Earlier this summer, Chris Dixon wrote a blog post titled Shoehorning Startups Into the VC Model where he argues most startups aren’t appropriate for venture capital (similar to the 4 Reasons to Raise Venture Capital). Joshua Baer, founder of Capital Factory (startup accelerator program) and several successful startups, wrote a comment on the post outlining his strategy to grow the Austin-area startup community:
The first thing I usually do when I talk to a startup about raising funding is to try and talk them out of it and provide alternative options (customers paying in advance is the best!). At Capital Factory, we are focusing on tech startups that can reach $1mm in profitable annual revenue on less than $1mm of funding. They can get all of that from Angels and many won’t ever need to raise more funding from VCs (and many will go raise more money).
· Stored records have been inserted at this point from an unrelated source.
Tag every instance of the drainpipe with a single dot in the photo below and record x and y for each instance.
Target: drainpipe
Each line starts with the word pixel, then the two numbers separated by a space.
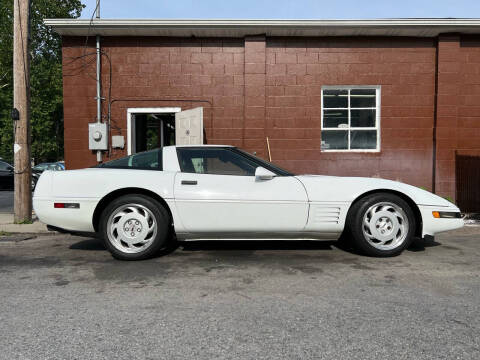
pixel 99 90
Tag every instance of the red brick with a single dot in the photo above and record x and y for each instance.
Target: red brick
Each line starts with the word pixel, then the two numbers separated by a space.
pixel 254 68
pixel 213 69
pixel 201 58
pixel 285 58
pixel 222 58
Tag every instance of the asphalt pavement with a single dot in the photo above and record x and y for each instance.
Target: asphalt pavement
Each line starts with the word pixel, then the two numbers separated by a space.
pixel 65 297
pixel 6 201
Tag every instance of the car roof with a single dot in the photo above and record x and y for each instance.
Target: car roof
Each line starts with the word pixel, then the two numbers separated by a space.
pixel 206 146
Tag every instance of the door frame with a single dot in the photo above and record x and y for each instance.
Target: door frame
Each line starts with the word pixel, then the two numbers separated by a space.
pixel 131 122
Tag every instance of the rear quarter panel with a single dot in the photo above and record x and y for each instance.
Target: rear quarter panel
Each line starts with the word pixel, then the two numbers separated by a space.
pixel 87 187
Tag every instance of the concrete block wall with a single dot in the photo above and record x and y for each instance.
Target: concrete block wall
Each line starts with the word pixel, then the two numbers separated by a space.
pixel 258 86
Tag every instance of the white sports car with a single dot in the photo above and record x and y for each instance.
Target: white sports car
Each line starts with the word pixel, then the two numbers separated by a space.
pixel 138 203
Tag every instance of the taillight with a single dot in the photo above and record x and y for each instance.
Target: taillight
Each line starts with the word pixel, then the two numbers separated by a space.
pixel 66 205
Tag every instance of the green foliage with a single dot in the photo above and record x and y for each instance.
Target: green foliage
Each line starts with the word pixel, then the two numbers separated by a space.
pixel 45 78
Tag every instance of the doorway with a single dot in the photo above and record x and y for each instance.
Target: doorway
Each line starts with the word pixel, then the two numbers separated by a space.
pixel 468 180
pixel 150 128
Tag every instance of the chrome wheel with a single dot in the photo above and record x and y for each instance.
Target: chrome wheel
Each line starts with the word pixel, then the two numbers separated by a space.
pixel 131 228
pixel 385 226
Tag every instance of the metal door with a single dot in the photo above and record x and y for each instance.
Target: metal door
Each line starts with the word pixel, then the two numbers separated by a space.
pixel 468 183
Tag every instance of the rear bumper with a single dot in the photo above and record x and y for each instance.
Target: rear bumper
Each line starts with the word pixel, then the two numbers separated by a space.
pixel 69 220
pixel 432 225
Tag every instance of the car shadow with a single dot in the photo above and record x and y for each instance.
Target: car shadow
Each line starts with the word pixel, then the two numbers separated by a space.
pixel 93 244
pixel 252 245
pixel 420 244
pixel 88 245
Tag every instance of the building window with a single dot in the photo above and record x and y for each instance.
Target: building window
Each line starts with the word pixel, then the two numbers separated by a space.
pixel 351 118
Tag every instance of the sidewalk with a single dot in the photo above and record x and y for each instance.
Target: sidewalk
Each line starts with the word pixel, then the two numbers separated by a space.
pixel 7 226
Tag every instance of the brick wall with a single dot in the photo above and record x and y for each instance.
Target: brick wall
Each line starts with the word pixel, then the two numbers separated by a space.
pixel 405 69
pixel 256 87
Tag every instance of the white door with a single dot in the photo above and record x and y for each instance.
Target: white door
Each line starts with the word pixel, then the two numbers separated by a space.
pixel 211 201
pixel 189 127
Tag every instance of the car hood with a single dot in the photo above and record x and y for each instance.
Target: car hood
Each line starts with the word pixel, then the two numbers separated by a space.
pixel 336 188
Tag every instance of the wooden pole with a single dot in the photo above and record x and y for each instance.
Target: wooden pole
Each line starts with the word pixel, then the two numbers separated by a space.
pixel 268 147
pixel 21 101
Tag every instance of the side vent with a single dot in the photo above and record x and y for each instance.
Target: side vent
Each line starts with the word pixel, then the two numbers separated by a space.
pixel 325 214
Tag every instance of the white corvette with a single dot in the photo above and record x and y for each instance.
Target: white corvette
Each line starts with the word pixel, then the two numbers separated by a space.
pixel 138 203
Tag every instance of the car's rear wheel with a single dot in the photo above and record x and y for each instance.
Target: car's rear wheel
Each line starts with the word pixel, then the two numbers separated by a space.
pixel 134 227
pixel 381 224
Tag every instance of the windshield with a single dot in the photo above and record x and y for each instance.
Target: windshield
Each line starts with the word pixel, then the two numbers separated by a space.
pixel 267 165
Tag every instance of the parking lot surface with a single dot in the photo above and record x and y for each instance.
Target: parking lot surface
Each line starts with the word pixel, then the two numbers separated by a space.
pixel 66 297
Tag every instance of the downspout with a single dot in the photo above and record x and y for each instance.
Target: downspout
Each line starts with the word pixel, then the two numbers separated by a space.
pixel 435 115
pixel 99 90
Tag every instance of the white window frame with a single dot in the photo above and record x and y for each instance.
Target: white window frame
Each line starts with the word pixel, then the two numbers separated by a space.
pixel 349 129
pixel 131 122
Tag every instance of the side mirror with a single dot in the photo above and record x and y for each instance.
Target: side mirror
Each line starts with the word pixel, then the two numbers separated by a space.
pixel 262 174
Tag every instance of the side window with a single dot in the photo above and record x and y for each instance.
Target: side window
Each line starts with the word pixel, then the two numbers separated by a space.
pixel 216 161
pixel 147 160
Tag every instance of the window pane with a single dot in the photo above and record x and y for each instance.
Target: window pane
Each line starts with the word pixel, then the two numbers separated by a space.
pixel 335 98
pixel 334 139
pixel 335 118
pixel 362 118
pixel 147 160
pixel 363 139
pixel 215 161
pixel 362 98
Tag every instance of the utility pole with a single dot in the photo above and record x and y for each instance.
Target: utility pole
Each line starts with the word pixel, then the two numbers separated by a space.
pixel 21 102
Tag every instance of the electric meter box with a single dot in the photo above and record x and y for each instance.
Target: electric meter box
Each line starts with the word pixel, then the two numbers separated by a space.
pixel 97 136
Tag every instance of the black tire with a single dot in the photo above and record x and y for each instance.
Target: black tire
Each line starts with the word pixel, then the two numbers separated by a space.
pixel 163 224
pixel 355 225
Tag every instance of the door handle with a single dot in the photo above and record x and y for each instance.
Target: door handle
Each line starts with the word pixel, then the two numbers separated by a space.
pixel 189 182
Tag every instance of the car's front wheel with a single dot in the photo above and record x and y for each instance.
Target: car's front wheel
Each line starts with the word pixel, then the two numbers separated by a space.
pixel 134 227
pixel 381 224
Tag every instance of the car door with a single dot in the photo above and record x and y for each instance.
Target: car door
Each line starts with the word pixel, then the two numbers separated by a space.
pixel 6 175
pixel 217 192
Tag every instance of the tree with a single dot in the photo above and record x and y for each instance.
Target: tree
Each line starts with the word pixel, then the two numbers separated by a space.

This is a great strategy and applicable to Atlanta as well. With so few startup exits in Atlanta each year, we need more focus on building companies that are profitable on $1MM in annual revenue with less than $1MM in funding. Once a tech company achieves profitability on $1MM in annual revenue, there are many more options available like growing organically without raising more money, raising more money (money is easy to raise when you’ve derisked the model by hitting the $1MM in revenue mark), or paying dividends to owners (something that should happen more frequently in markets that don’t have many exits).
Atlanta needs more $1MM in annual revenue profitable tech companies with less than $1MM of funding to help grow the startup community.
What else? What are your thoughts on the value of $1MM in annual revenue profitable companies?